To me, this time, the process is very much about openly discovering what is there. Limitlessly, not following the conditioned tendency to fully frame the how and what of the project to be sure we are like-minded. There is a why and that is ‘we,’ the entity we call our relationship or even our family. An open exploration of the dialogue that will and might flourish between his and my artistic life, within our family’s life, between his musical muses and my writings.

For the upcoming time, I am writing these diary fragments, sharing them online. A search for a calling, and a process of cutting through authenticity-undermining-attachments. He feels the impetus to create music. There is no strict framework to adhere to, it will be a potential encounter and a dialogue, but none of it comes with a fixed result in mind. Or at least, I am not fixating on the imagery in my mind .

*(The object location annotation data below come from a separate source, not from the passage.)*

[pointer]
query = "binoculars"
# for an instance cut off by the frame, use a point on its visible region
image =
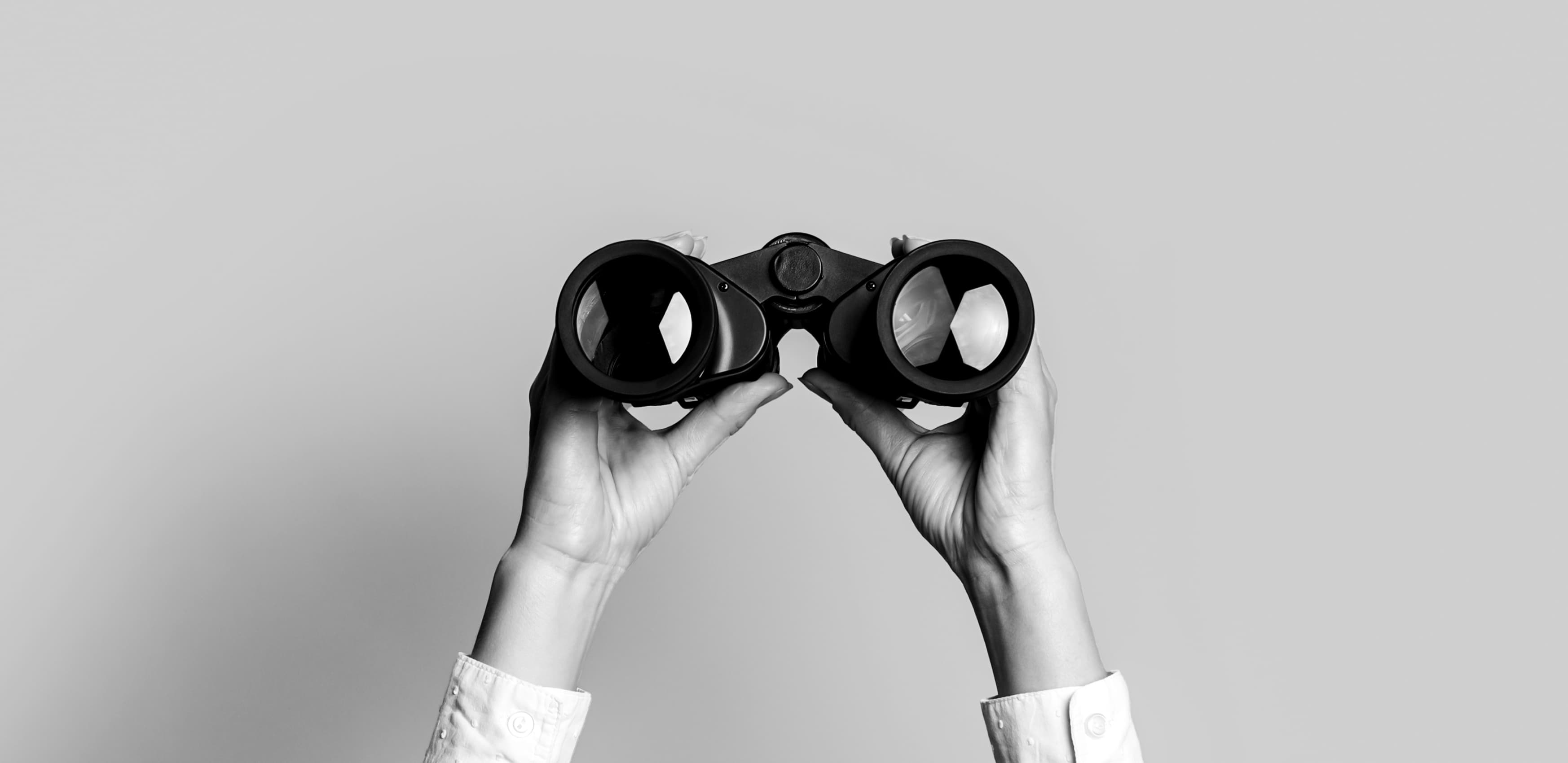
(944, 323)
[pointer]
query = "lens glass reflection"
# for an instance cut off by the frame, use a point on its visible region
(633, 320)
(951, 320)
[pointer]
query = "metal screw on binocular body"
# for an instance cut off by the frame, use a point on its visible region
(946, 323)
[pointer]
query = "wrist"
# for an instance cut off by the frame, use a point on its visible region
(542, 616)
(1035, 624)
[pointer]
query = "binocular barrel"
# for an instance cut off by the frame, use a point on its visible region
(944, 323)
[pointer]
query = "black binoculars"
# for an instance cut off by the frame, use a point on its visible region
(944, 323)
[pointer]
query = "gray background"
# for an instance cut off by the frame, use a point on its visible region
(273, 283)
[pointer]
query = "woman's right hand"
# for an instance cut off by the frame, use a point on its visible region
(981, 492)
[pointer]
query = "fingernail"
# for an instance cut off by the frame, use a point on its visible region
(912, 243)
(683, 242)
(780, 394)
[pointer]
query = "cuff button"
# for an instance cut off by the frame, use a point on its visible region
(520, 724)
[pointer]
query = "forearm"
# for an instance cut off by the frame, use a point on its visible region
(1035, 624)
(542, 616)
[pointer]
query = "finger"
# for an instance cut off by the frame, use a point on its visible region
(1025, 409)
(560, 390)
(686, 243)
(697, 436)
(883, 427)
(907, 243)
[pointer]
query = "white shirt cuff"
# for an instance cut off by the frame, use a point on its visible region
(1083, 724)
(493, 717)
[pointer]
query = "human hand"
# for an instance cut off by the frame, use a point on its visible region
(599, 486)
(981, 492)
(979, 488)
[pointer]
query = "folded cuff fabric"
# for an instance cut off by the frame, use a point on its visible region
(1083, 724)
(493, 717)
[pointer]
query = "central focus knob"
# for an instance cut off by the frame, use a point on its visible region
(797, 268)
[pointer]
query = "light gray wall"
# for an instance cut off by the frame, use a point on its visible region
(273, 283)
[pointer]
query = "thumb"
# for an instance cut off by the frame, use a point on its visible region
(697, 436)
(882, 425)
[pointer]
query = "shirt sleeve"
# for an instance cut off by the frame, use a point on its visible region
(1083, 724)
(493, 717)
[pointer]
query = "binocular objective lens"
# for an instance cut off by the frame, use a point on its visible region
(633, 320)
(943, 338)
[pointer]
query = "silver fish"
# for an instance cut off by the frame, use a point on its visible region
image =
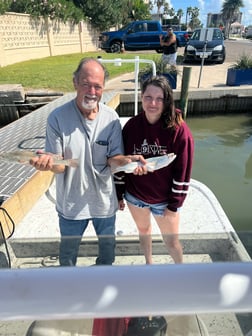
(24, 157)
(152, 164)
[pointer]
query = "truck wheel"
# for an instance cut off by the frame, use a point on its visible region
(115, 47)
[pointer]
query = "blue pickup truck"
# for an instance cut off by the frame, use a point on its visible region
(138, 35)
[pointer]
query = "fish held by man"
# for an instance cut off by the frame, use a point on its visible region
(24, 157)
(152, 164)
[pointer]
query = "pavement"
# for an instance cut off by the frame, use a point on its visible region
(203, 77)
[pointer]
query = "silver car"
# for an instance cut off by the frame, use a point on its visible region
(207, 43)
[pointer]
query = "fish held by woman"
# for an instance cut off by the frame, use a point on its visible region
(152, 164)
(24, 157)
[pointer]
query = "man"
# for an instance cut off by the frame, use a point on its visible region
(87, 130)
(169, 44)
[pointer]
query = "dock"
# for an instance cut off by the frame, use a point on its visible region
(30, 240)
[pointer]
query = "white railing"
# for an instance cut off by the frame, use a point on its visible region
(117, 291)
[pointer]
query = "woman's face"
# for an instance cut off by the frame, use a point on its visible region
(153, 103)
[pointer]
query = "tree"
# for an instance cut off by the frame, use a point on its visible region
(194, 21)
(230, 8)
(62, 10)
(104, 14)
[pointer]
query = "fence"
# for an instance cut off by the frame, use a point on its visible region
(22, 38)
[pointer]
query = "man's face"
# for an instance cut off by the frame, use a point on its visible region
(90, 86)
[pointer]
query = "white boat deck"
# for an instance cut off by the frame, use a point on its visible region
(201, 214)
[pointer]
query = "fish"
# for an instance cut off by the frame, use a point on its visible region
(24, 157)
(152, 164)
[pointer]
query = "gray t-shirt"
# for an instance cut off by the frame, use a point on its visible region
(86, 191)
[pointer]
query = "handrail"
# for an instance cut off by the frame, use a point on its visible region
(118, 291)
(137, 61)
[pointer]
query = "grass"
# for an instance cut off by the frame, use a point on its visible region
(55, 72)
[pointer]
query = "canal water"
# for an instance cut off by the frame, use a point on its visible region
(223, 161)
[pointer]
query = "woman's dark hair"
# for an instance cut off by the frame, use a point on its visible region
(170, 117)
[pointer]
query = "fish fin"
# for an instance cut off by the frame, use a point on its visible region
(74, 163)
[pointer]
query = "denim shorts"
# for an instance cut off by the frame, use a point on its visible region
(156, 209)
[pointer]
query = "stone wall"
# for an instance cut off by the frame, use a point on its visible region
(22, 38)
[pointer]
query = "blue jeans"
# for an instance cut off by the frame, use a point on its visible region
(71, 234)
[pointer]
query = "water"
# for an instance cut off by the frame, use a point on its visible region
(223, 161)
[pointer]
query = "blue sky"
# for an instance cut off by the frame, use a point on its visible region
(212, 6)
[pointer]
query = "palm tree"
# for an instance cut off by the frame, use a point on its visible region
(180, 13)
(188, 12)
(159, 4)
(229, 9)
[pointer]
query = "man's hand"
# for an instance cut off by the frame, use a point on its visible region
(44, 162)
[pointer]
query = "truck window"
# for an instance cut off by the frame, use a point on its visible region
(152, 26)
(138, 27)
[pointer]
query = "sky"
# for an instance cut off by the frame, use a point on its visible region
(211, 6)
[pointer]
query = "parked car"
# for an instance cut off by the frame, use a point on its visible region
(207, 43)
(138, 35)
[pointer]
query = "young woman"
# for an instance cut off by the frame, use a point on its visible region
(158, 130)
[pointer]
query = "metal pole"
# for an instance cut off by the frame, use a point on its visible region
(184, 89)
(137, 61)
(203, 57)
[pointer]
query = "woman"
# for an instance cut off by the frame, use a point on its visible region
(158, 130)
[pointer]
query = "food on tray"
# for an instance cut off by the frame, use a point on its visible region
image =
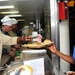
(22, 70)
(70, 73)
(46, 42)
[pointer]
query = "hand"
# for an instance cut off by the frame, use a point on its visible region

Instead of trying to see whether his or mine projections resonate, I feel we are now working on a different kind of collaboration. A form that might suit us both, feels artistically free and includes the emotional growth of our family as part of it (he he, okay, at the end of this sentence my voice starts to become louder indeed, the echo of a calling). Instead of talking interminably and irritated about the precise definitions of whatever we are doing and how we should be doing this, something we can find ourselves intensly enmeshed in, there is the light promise of ‘just being authentically ourselves’ and seeing what emerges from that co-created space.

Oh dear, letting go of control! All the while embodying the full intensity of being alive and creativity driven.

‘Feel into what works for you,’ I hear myself say a couple of times.

Ha, that good-old tendency to name and tame, to emphasize, take care of, make sure that…. A loved expression of intensity that might undermine the others autonomy. I breathe and let go of the sentences.

Silence. The birthplace of creation.